Toutefois, selon plusieurs analystes, $ 2 000 milliards ne seraient pas assez pour sauver l’économie des dégâts causés par le coronavirus. Même si les politiciens ne cessent de promettre une remontée en V, cela ne s’est jamais fait avant. Une remontée prend habituellement plus de temps qu’une chute.

Chômage et faillites à venir

Historiquement, à la fin d’un marché haussier, une récession suit tout de suite après. Ce qui est logique, puisque les compagnies doivent procéder à des mises à pied pour s’ajuster. Et c’est justement ce qui est en train d’arriver!

La semaine dernière, près d’un million de canadiens ont présenté des demandes d’allocations chômage. Du côté des américains, c’est 3,3 millions. Pour cette semaine, Goldman Sachs prédit un autre 2,25 millions. Selon le président de la réserve fédérale de St-Louis, le taux de chômage pourrait atteindre 30 % au deuxième trimestre. Durant la Grande Dépression, c’était 23 %!

Pour freiner la propagation du COVID-19, plusieurs villes à travers le monde sont en état d’urgence. L’économie mondiale a tout simplement arrêté de fonctionner. Dans un tel cas, plusieurs industries doivent procéder à des mises à pied pour survivre.

En plus de venir en aide aux compagnies, le gouvernement américain va même distribuer des chèques. C’est 1 200 $ pour chaque adulte. Cet argent ne sera probablement pas disponible avant mai. Selon une étude de la réserve fédérale, près de 40 % des américains n’ont même pas 400 $ en fonds d’urgence. Je ne crois donc pas que cet argent servira à la consommation. D’ailleurs, ce sera d’autant plus difficile, car les gens ne sortent pas, et la plupart des magasins sont fermés.

Même s’il y a un moratoire sur les paiements hypothécaires, les banques procèdent au cas par cas. De plus, le délai des paiements est déjà en train de causer des problèmes de liquidités chez les courtiers. Un marché de $ 16 000 milliards risque également de s’effondrer aux États-Unis.

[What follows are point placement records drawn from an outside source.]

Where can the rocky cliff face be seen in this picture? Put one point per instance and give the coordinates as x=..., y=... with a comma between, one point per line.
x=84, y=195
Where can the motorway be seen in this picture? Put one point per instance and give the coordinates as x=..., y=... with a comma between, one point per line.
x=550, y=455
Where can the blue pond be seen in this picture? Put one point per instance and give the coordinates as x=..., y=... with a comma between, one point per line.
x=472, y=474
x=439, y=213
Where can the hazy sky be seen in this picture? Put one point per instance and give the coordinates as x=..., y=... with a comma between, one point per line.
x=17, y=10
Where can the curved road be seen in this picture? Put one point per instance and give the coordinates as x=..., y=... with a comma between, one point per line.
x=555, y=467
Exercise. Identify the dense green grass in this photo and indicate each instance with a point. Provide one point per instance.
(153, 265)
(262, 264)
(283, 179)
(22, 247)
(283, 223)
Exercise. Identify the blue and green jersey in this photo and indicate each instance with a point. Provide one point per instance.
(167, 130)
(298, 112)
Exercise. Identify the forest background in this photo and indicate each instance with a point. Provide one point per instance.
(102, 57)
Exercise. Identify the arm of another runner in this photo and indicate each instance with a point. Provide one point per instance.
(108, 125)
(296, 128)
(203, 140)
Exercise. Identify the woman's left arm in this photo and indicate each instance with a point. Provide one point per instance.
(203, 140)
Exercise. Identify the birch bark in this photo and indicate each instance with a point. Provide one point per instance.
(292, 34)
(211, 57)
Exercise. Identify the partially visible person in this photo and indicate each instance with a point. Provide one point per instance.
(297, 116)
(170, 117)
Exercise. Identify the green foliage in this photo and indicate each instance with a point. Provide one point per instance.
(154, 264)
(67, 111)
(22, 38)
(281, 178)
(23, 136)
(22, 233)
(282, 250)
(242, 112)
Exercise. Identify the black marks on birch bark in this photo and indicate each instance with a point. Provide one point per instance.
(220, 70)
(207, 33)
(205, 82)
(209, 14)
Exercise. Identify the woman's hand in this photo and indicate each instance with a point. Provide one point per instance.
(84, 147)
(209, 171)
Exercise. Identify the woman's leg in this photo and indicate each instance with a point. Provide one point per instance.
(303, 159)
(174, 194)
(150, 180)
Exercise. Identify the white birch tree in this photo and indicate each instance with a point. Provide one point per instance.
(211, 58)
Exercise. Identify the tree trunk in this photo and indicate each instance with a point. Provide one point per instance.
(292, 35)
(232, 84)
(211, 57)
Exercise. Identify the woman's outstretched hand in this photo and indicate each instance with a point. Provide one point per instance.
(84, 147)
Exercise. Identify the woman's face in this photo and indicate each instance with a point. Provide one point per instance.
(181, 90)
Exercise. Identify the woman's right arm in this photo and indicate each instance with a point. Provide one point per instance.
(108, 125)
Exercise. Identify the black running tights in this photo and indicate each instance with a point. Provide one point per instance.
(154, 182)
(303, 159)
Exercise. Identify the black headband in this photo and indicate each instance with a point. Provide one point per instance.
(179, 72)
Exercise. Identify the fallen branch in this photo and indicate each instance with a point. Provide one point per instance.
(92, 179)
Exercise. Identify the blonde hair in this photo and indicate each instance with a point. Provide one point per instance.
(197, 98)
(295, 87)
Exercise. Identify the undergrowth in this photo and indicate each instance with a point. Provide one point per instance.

Il ne faudrait pas oublier l’industrie du gaz! La guerre des prix déclenchée par l’Arabie Saoudite est en train de multiplier les faillites aux États-Unis. Plusieurs industries n’ont d’ailleurs jamais été rentables.

Conclusion

Je crois que malgré la performance récente des marchés boursiers, il serait dangereux de baisser sa garde. Juste la référence à 1933 me rappelle la Grande Dépression, laquelle était dans sa quatrième année.

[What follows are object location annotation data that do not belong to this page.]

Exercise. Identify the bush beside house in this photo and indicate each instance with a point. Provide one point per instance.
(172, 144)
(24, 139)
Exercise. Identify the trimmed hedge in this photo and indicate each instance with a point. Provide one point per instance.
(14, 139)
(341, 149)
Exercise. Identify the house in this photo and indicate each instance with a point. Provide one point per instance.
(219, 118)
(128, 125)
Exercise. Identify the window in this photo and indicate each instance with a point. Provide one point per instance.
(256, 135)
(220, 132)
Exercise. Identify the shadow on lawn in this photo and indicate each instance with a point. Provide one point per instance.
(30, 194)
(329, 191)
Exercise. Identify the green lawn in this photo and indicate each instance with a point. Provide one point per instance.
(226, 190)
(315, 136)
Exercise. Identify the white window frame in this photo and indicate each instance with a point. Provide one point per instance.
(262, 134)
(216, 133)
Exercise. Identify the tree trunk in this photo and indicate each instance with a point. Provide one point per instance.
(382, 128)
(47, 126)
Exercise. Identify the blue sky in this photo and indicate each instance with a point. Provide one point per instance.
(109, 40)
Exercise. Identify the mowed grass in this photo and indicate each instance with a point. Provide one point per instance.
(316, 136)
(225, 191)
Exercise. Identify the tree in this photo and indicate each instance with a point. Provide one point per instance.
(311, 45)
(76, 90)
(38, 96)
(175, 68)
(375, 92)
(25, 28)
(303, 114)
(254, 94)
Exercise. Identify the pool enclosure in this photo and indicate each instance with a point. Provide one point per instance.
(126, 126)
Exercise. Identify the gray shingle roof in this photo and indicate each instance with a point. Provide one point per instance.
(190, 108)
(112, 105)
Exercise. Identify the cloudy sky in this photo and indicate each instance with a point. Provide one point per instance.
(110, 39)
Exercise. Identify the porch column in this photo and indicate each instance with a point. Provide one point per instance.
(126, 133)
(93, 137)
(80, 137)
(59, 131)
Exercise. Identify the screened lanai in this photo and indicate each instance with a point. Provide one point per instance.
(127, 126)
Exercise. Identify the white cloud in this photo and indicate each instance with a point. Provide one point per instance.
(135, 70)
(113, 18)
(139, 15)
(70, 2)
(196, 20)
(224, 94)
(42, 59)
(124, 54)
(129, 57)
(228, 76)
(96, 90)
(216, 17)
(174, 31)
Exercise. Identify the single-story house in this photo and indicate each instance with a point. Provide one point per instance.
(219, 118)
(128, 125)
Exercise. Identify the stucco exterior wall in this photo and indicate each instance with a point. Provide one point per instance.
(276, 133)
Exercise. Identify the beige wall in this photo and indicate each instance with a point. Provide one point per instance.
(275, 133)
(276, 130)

En plus du récent plan d’aide du gouvernement américain, la Fed apporte $ 1 000 milliards par jour pour assurer le fonctionnement des marchés boursiers. Également, la FED va même acheter des bonds corporatifs pour empêcher ce marché de $ 10 000 milliards de s’effondrer.

Ce ne serait donc pas surprenant si la remontée en V promise sur les marchés boursiers arrive. Ce sera alors le temps de vendre pour diminuer son exposition à la Bourse. La forte baisse n’était qu’une grande secousse avant le grand tremblement de terre. Cette récente remontée représente, à mon avis, une correction dans un marché baissier qui risque de durer longtemps.

Avertissement!

Cet article reflète mes opinions uniquement.  Les données proviennent de mes recherches sur l’internet. Même si j’ai vérifié plusieurs sources, je ne peux pas garantir que toutes les informations données sont exactes.

Le marché baissier a-t-il vraiment commencé?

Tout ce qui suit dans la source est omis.